I've been pursuing research on Coates, Aaron McGruder, Colson Whitehead, and poet Kevin Young, four writers sometimes considered as "best" in their respective fields or "the best" of their generations. Although I plan to produce more extensive work on those 4 writers, I plan to avoid the pattern of referring to them as the "best" black writers or the "best" writers on race as if they have somehow outdone all the other black or raced writers. Offering that praise overlooks the fact that many factors--not simply good writing--go into placing a writer in position to even be considered "best."
I have repeatedly written about several talented poets, including Elizabeth Alexander, Amiri Baraka, Tyehimba Jess, Allison Joseph, Adrian Matejka, Evie Shockley, Young, and a few more. It would be a mistake for me to single them out as "the best," given the many special opportunities they have received in order to have their work showcased. Also, identifying 3 or 10 or even 25 as "the best" runs the risk of reducing some of the complexity and different kinds of poetry out there and overlooking the fact that often poets are not (always) self-consciously competing to win and thus defeat others the way, say, competitors in professional sports are doing.

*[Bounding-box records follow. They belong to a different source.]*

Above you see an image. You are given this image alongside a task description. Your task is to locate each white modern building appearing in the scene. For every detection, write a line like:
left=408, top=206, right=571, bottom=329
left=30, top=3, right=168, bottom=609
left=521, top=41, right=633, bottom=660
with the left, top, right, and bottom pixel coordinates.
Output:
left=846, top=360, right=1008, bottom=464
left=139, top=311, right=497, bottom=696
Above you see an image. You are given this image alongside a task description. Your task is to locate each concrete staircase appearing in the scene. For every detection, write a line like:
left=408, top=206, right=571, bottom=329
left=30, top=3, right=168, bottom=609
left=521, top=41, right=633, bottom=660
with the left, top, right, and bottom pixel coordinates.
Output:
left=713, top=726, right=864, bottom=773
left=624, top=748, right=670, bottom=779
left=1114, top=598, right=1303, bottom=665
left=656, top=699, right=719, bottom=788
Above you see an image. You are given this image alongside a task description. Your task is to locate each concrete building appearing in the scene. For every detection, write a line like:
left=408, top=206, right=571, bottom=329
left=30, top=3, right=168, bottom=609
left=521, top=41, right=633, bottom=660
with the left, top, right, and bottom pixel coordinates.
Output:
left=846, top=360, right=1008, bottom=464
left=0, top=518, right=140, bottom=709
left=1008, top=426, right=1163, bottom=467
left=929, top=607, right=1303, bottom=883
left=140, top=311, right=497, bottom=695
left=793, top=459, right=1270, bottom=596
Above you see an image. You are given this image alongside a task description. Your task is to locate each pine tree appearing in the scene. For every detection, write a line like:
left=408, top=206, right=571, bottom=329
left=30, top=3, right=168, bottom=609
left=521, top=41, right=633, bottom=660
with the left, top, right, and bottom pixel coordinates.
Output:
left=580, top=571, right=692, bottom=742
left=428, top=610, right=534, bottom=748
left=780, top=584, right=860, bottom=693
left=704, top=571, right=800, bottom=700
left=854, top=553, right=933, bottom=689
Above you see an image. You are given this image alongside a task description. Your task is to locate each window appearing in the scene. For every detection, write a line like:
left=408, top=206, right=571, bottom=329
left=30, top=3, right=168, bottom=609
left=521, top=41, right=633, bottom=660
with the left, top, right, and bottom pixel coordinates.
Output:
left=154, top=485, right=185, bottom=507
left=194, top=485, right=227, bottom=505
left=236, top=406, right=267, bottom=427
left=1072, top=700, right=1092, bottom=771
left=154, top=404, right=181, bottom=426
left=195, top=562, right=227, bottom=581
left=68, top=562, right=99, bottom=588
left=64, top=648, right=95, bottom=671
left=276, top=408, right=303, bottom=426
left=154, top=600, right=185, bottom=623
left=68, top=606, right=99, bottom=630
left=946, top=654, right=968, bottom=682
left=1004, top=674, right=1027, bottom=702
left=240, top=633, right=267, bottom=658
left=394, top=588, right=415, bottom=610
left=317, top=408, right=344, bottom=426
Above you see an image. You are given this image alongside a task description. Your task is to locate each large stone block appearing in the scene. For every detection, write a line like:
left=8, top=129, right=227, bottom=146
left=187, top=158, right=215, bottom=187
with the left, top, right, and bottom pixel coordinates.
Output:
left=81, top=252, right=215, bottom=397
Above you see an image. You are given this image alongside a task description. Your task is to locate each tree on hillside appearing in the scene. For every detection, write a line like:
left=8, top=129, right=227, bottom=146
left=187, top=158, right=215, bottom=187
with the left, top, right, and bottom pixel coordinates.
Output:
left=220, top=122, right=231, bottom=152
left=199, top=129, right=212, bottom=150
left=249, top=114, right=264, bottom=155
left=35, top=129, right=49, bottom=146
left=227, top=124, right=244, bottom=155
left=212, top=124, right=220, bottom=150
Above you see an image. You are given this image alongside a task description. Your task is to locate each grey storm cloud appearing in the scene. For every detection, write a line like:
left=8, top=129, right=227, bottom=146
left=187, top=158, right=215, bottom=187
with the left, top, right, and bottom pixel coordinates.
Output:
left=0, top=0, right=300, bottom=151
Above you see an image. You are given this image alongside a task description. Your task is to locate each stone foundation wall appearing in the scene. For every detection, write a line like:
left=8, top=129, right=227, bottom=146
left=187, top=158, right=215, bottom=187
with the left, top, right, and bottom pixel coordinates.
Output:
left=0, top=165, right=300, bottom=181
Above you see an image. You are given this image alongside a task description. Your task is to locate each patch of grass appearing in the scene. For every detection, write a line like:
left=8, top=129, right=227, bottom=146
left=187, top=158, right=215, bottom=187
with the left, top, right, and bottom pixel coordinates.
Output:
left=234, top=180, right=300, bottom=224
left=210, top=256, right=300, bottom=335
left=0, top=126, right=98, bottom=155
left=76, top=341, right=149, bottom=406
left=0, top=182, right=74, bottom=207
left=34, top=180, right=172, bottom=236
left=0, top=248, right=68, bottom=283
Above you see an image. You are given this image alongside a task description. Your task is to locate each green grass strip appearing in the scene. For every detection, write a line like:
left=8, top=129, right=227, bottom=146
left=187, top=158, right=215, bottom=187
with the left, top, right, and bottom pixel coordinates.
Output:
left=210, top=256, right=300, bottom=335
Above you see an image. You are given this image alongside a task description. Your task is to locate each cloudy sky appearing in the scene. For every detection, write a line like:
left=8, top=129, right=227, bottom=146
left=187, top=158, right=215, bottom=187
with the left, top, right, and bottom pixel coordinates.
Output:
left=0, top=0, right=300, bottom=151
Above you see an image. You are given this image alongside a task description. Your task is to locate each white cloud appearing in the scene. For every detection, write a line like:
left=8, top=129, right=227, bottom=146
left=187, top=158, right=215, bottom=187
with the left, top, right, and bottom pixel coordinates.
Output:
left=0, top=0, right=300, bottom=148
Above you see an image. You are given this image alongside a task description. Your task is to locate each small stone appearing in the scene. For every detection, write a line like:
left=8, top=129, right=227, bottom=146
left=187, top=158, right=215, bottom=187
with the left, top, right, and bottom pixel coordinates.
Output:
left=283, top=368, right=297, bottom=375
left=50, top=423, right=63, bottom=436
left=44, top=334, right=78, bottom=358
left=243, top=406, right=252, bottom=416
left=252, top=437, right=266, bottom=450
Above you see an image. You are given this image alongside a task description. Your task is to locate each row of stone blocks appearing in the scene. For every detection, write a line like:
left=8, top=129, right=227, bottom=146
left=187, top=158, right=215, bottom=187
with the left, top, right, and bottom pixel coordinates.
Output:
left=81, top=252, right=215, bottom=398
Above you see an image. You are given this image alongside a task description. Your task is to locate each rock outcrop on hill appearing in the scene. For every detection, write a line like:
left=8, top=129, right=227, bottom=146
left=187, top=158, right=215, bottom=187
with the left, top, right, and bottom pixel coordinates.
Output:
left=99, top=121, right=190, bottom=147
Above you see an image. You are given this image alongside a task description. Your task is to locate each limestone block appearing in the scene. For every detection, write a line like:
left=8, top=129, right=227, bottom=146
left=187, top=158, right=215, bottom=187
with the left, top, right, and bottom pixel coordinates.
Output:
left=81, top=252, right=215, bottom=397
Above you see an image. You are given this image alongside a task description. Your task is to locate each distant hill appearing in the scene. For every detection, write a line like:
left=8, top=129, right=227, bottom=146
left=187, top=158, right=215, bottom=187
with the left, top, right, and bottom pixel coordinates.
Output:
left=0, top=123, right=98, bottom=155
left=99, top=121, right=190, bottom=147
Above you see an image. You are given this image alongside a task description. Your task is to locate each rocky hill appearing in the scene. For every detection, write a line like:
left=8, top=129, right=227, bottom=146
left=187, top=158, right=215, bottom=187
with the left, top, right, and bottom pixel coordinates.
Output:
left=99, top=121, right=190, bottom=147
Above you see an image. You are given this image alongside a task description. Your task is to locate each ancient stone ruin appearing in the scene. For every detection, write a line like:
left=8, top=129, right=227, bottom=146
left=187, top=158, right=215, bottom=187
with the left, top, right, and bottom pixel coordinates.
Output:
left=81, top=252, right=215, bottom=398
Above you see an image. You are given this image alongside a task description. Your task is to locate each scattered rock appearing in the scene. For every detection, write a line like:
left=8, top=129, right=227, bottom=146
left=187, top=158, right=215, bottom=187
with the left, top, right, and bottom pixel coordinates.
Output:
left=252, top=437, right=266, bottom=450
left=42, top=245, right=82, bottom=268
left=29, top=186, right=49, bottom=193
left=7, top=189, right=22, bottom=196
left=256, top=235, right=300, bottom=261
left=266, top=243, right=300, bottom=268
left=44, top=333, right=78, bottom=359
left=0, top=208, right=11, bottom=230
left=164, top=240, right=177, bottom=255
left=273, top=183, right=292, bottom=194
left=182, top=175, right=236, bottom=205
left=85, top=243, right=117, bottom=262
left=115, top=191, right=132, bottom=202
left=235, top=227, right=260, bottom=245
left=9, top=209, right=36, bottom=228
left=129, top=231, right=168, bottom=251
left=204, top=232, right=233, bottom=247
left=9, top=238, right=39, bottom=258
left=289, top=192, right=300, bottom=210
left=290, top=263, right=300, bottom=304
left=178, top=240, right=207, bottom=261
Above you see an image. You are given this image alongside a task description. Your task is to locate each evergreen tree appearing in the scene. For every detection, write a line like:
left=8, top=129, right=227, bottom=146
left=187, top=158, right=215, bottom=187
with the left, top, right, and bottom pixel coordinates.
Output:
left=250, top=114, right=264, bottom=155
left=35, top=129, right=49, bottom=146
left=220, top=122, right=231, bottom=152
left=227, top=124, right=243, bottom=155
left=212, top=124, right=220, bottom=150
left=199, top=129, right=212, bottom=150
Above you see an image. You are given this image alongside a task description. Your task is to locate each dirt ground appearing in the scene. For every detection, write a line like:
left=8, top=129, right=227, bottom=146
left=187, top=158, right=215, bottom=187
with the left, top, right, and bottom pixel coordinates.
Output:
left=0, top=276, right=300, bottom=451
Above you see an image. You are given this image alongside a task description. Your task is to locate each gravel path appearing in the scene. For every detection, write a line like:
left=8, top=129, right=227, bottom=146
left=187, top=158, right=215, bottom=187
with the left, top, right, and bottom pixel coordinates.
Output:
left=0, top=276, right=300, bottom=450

I am aware, though, that "best of" discussions can stimulate all kinds of lively debates. Go to my barbershop and ask "who's the best NBA player?" or "who's the best rapper?" and then sit back and watch the fireworks fly. I also understand that with a genre as populous as black poetry, folks are inclined to look for ways of filtering.
Still, the history of highlighting one or two black writers while dismissing so many others is extensive and troubled. We do well to consider the consequences of such judgements, especially when the folks passing the judgement are not willing to state their investments and lack of investments in the black writers that they are assessing. For now, I prefer to write about several poets whose works I enjoy and value, acknowledging that they are talented yet only a few out of many more choices that readers might explore. I'll pass on referring to them as "the best."